The content of the Prelinger Archives comprises a captivating archaeology of the cultural, social and political landscape in the United States, particularly in the period stretching from 1920 to 1980: animated propaganda films, government-made education films, messages from major corporations, and the first advertisements showing the ideology and manipulation concealed by the American dream. The archive is also one of the most comprehensive examples of digital preservation and dissemination, with around 7,000 digitised titles, accessible in the public domain free of charge through its association with the Internet Archive project since 2002. Its accessibility and the interest in its content have seen it become a perpetual source of information and inspiration for artists and film-makers like Guy Maddin and Adam Curtis.
This session features a number of film screenings, including home movies and other films made by corporations and government agencies, reflecting the consumerism, paranoia and obsession with the future in twentieth-century US culture. The films are only a taster of the 500,000-plus films produced in the USA in this period to promote not only the consumption of products characterising a set way of life, but also to turn Americans into voracious consumers, law-abiding citizens, model students, and children that adhere to marked gender patterns. Although their messages struggle to influence today’s worldly public, these films represent a kind of cinema that is still trying, just as it did sixty years ago, to uphold the American dream, in its firm belief in the capacity for a conflict-free world, its faith in the private company and capitalism as promises of a better future, and its optimistic and finalised view of history, where the American people have their destiny mapped out.
Sunday, 17 March 2019 – 6pm
Sabatini Building, Auditorium
With a presentation of the Prelinger Archives by Rick Prelinger, who will comment on fragments of the following films:
Robert R. Snody
The Middleton Family at the New York World’s Fair
1939, colour, English, sound, 35mm transferred to digital, 55’
Produced by Audio Productions for the Westinghouse Electric Company
Anonymous
Home Movie: Beany’s Drive-In, Long Beach, California
1952-1953, colour, sound, original version, 16mm transferred to digital 8’19’’
Carl Urbano
A is for Atom
1953, colour, sound, original version, 35mm transferred to digital, 15’
Produced by John Sutherland for the General Electric Company
Anonymous
The House in the Middle
1954, colour, sound, original version, 35mm transferred to digital, 12’10’’

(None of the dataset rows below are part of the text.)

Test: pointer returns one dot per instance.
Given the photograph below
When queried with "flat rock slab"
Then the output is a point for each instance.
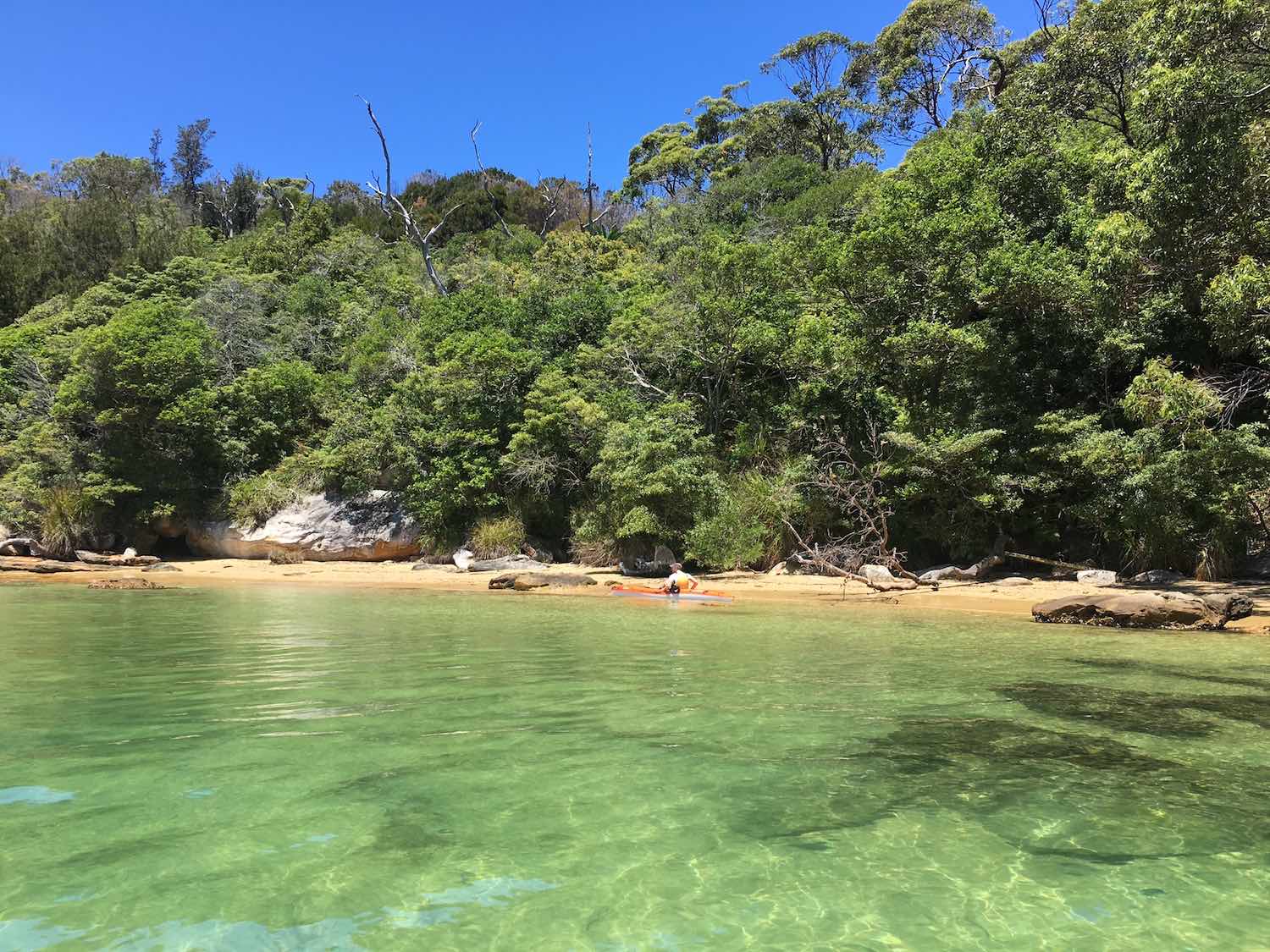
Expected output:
(1147, 609)
(525, 581)
(1100, 578)
(520, 563)
(318, 528)
(126, 584)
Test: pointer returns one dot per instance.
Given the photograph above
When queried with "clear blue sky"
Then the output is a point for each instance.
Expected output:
(279, 79)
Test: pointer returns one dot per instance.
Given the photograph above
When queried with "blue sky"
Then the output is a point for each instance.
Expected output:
(279, 80)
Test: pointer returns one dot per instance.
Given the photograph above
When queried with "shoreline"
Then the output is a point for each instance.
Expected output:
(986, 597)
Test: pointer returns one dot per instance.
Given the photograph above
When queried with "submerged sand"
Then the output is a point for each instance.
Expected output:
(991, 597)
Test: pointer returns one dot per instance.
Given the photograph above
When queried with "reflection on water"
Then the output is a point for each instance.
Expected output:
(574, 773)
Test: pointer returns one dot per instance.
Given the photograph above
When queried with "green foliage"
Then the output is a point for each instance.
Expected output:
(654, 477)
(497, 536)
(747, 527)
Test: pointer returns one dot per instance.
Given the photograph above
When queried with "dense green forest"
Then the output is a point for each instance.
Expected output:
(1049, 324)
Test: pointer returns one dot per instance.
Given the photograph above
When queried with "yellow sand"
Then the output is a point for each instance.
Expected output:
(751, 586)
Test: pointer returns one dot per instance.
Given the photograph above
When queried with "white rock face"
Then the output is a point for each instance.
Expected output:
(1096, 576)
(323, 527)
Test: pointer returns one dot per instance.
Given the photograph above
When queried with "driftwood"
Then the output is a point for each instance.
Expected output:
(523, 581)
(855, 487)
(116, 560)
(43, 566)
(1054, 563)
(975, 573)
(23, 545)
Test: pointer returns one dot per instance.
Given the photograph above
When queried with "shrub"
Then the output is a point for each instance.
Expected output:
(497, 536)
(747, 530)
(66, 520)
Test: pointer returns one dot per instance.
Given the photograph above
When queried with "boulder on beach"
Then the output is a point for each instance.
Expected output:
(881, 581)
(126, 584)
(1146, 609)
(518, 563)
(318, 528)
(1100, 578)
(952, 573)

Produced by W.J. Enders and Associates for the National Clean Up-Paint-Fix Up Bureau, with the collaboration of the Federal Civil Defense Administration
Anonymous
Home movie: Las Vegas
1958, colour, sound, original version, 16mm transferred to digital, 4’
Carl Urbano
Destination Earth
1956, colour, sound, original version, 35mm transferred to digital, 13’37’’
Produced by John Sutherland for the American Pretroleum Institute
Anonymous
Design for Dreaming
1956, colour, sound, original version, 35mm transferred to digital, 9’16’’
Produced by MPO Productions for General Motors
Virginia Bell and Bert Spielvogel
In the Suburbs
1957, colour, sound, original version, 35mm transferred to digital, 19’30’’
Produced by On Film, Inc. for Redbook Magazine
Anonymous
American Look
1958, colour, sound, original version, 35mm transferred to digital, 28’
Produced by Jam Handy for the Chevrolet Motor Company
Acknowledgements
Enlaces relacionados
Organised by
Museo Reina Sofía
Participants
Rick Prelinger (Washington D.C., 1953) is an archivist, writer, film-maker and educator, and the founder of the Prelinger Archives. He is also the director of Panorama Ephemera (2004), a collage of sequences on lifestyles and American ideology, and the home movie More Road Trips? (2013) on experiences of the open road. His participatory project Lost Landscapes reconstructs, through home movies, urban memory in cities like San Francisco, Detroit, Oakland and Los Angeles. He is also a professor of cinema and digital media at the University of California.